Estudo avalia mudanças na zona litorânea de Ilhéus para planejar futuro sustentável

13 de julho de 2026
Estudo avalia mudanças na zona litorânea de Ilhéus para planejar futuro sustentável
Porto de Ilhéus - Crédito: Companhia das Docas do Estado da Bahia (CODEBA)

Por Millena Evylin

Uma pesquisa desenvolvida na Universidade Federal do Sul da Bahia (UFSB) utiliza recursos computacionais e mapas digitais para ajudar a planejar o futuro sustentável da cidade de Ilhéus. O estudo está analisando o deslocamento da areia na zona litorânea da cidade por meio do uso de imagens de satélite e inteligência artificial. 

O levantamento, conduzido pelo pesquisador Hércules da Silva Carvalho, analisa como a linha de costa se comporta após décadas de construções feitas na zona litorânea. A pesquisa busca entender como o ambiente busca seu equilíbrio natural, entendendo como a natureza reage a grandes obras, como o Porto do Malhado. Inaugurado em 1971, esse porto foi o primeiro do Brasil em mar aberto, segundo a Companhia das Docas da Bahia (Codeba).

Carvalho explica que, para alcançar detalhes, a pesquisa utiliza métodos de processamento de mapas e observação por satélite. O estudo utiliza ainda o chamado “aprendizado de máquinas” para identificar nas imagens os tipos de vegetação e analisar o uso da terra na bacia do Rio Almada. O pesquisador esclarece que, embora o aprendizado de máquinas seja um braço da inteligência artificial, capaz de identificar sozinho formatos do terreno e melhorar a qualidade de imagens de satélite, seu uso no projeto ainda está sendo testado.
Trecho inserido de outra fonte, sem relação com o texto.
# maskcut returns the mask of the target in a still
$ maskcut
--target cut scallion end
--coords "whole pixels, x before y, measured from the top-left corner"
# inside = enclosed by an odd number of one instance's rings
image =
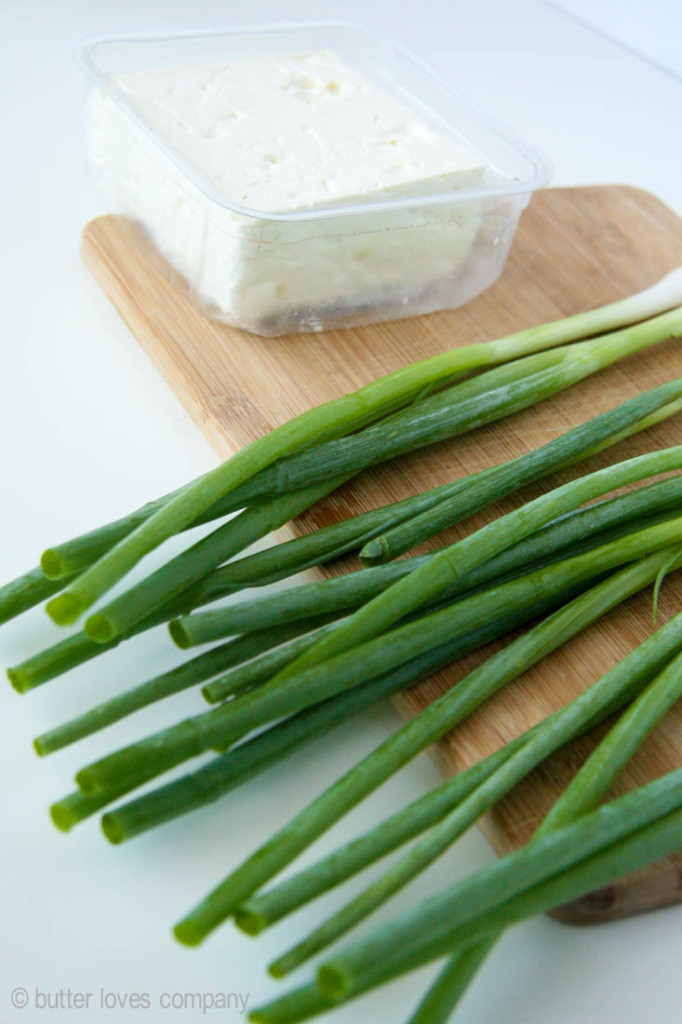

Atualmente, o estudo foca em ler o que já foi escrito sobre o tema e analisar dados antigos para recuperar a história da costa, comparando dados de 1985 até 2025, para entender a velocidade das mudanças na praia. 

A pesquisa usou programas computacionais para medir com precisão, a partir das imagens, se a areia aumentou ou diminuiu, comparando décadas de registros fotográficos feitos por satélites. “Foram ferramentas utilizadas na identificação do avanço ou recuo da linha de costa próximo ao porto e geraram resultados que ainda estamos avaliando”, afirma o pesquisador.

Segundo Carvalho, o estudo vê a zona da praia como um organismo que está sempre se ajustando. “Consideramos que o encontro dos rios com o mar, como os rios Almada e Cachoeira, busca um estado de equilíbrio, resultado da briga entre forças naturais, como ondas e marés, e as construções feitas pelas pessoas”, explica o pesquisador. Ele reforça que o cenário atual mostra os pontos de onde o mar tira areia e onde a terra ganha espaço, mostrando como os efeitos das obras se somam às mudanças naturais do tempo.

A importância da pesquisa está em separar o que é impacto de obras antigas do que é influência natural atualmente. O estudo pretende ajudar o governo estadual e a prefeitura a criarem políticas mais assertivas para um planejamento urbano melhor para Ilhéus. “Esperamos que os resultados contribuam para a tomada de decisão, adotando como critério a proposição de medidas economicamente viáveis que integrem soluções baseadas na natureza ou intervenções de engenharia”, conclui o pesquisador. 

A pesquisa de Carvalho acontece no Programa de Pós-Graduação em Engenharia Civil e Ambiental da UFSB e da Universidade Estadual da Santa Cruz (UESC), sob orientação do professor Vinícius de Amorim Silva e integra os trabalhos do Grupo de Estudos em Geotecnologias, Inteligência Artificial e Dinâmica Socioambiental (Gedai).